Landowner criticises Planning’s stance on derelict glasshouses

Kevin Hervé at the derelict glasshouses at Les Tours Farm in St Clement. (38976584)

Regulations are hampering attempts to redevelop glasshouse sites, a former tomato farmer has said after a 23-year battle with the Planning Department left his family with mounting debt and an uncertain future.

Kevin Hervé, who operated Les Tours Farm in St Clement for decades, has urged the government to ease the rules and raised concerns that derelict sites pose safety risks.

His comments come after the government recently clarified rules for the redevelopment of derelict and redundant glasshouses, following a consultation earlier this year that indicated support for allowing some sites to be used differently.

Mr Hervé’s farm, which once supplied tomatoes to major UK supermarkets such as Tesco and Waitrose, ceased operations in 2008 due to increased competition from larger European producers that led to the collapse of the local industry.

With no government subsidies or support, Mr Hervé said his business, like many others in the Island, could not compete.

“I went out of business,” Mr Hervé explained. “And virtually every other Island tomato grower also went out of business that year.”

Since then, the glasshouses at Les Tours Farm have fallen into disrepair.

Mr Hervé’s insurance company declared the structures unsafe for use in 2014 – which ended any possibility of renting them out.

In November, Storm Ciarán caused further damage. St Clement was among the hardest-hit areas and the severe weather included a tornado – measured as the most powerful in the British Isles in 70 years – which tore through the parish.

The extent of the damage has made Mr Hervé worry about the safety of children who play nearby.

“If a child falls through that greenhouse and gets badly injured or even worse, who’s responsible?” he asked.

“I don’t want anybody injured, and they [the greenhouses] are dangerous.”

Despite spending hundreds of thousands of pounds on site maintenance and planning applications over the past 23 years, the Hervé family’s proposals have repeatedly been rejected.

A recent application to build seven houses and storage units at the site, while also restoring half of the area for agricultural use, was turned down.

“The planning office didn’t give us any advice or help at all,” Mr Hervé said.

“We’ve spent three- to four-hundred-thousand pounds so far, and it would take another million to get the site back to just soil.
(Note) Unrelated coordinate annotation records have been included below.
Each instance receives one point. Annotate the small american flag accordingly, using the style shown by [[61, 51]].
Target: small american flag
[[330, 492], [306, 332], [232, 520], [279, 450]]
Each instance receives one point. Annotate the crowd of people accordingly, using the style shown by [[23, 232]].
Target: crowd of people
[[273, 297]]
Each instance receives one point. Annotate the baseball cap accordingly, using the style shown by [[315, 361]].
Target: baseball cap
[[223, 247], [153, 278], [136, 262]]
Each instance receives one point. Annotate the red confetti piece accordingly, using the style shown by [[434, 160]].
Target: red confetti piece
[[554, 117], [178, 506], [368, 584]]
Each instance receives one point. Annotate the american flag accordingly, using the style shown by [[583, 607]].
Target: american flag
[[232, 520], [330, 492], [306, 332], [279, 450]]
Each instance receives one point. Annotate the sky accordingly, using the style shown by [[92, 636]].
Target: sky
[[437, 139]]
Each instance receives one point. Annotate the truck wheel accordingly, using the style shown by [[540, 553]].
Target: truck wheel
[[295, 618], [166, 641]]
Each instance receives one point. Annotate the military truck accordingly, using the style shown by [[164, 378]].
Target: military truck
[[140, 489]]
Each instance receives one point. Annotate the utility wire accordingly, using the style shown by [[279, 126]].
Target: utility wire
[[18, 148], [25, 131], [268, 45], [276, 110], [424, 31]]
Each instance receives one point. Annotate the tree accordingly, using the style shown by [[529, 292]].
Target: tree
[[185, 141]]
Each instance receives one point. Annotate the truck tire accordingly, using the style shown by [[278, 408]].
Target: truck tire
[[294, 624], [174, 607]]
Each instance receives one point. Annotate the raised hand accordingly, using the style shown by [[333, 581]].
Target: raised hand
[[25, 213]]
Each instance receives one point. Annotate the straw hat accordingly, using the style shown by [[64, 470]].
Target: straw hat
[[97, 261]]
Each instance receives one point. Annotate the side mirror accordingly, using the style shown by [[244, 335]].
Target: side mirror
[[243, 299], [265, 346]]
“There’s no money to do that.”

Mr Hervé claimed current planning policies were not only inflexible, but also inconsistent.
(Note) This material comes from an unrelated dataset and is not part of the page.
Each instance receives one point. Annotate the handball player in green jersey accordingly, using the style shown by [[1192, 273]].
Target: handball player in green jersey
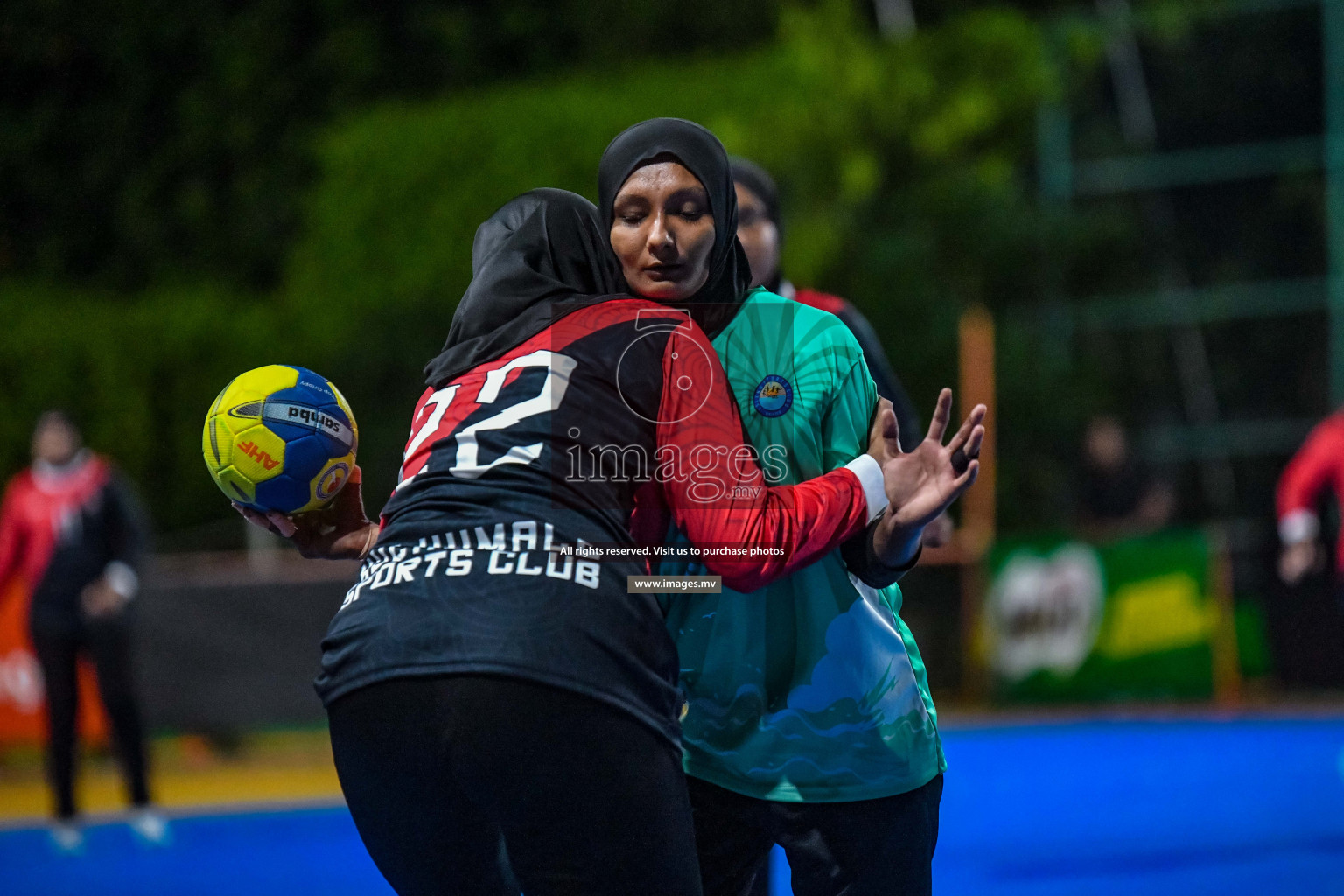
[[809, 720]]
He said that while his application was rejected, other landowners had been granted permission to build houses on similar sites.

“They [Planning] need to examine their own policy and talk to the people who have been in the industry for so long,” he said.

“It’s a big, long history of planning nonsense. They’ve not come up with any solution. They’ve come up with the same old nonsense.”

The government has recently taken steps to address the issue of derelict and redundant glasshouses.

Under the Bridging Island Plan, commercial glasshouses are considered temporary structures that should be removed at the end of their economic life, with the land returned to farming.

However, earlier this year, the government sought Islanders’ views on allowing some glasshouse sites to be redeveloped.

Following this consultation, officials published more detailed assessment criteria for the redevelopment of such sites.

This supplementary planning guidance, published last month, allows for the redevelopment of glasshouse sites only in “exceptional circumstances”.

Mr Hervé said that his situation should qualify as exceptional and that the criteria remains too restrictive. He added that more needs to be done to find practical solutions for these derelict sites.

In response, Environment Minister Steve Luce said: “The supplementary planning guidance offers more detail for the owners of derelict glasshouse sites to establish what options may be available to them, but it cannot change the policy as detailed in the Island Plan.

“It was therefore never the intention for the SPG to allow for the turning of derelict glasshouses into housing sites overnight. However, it continues to be the case that in certain circumstances a proposal could be made to allow some development in exchange for major environmental gains for Islanders.”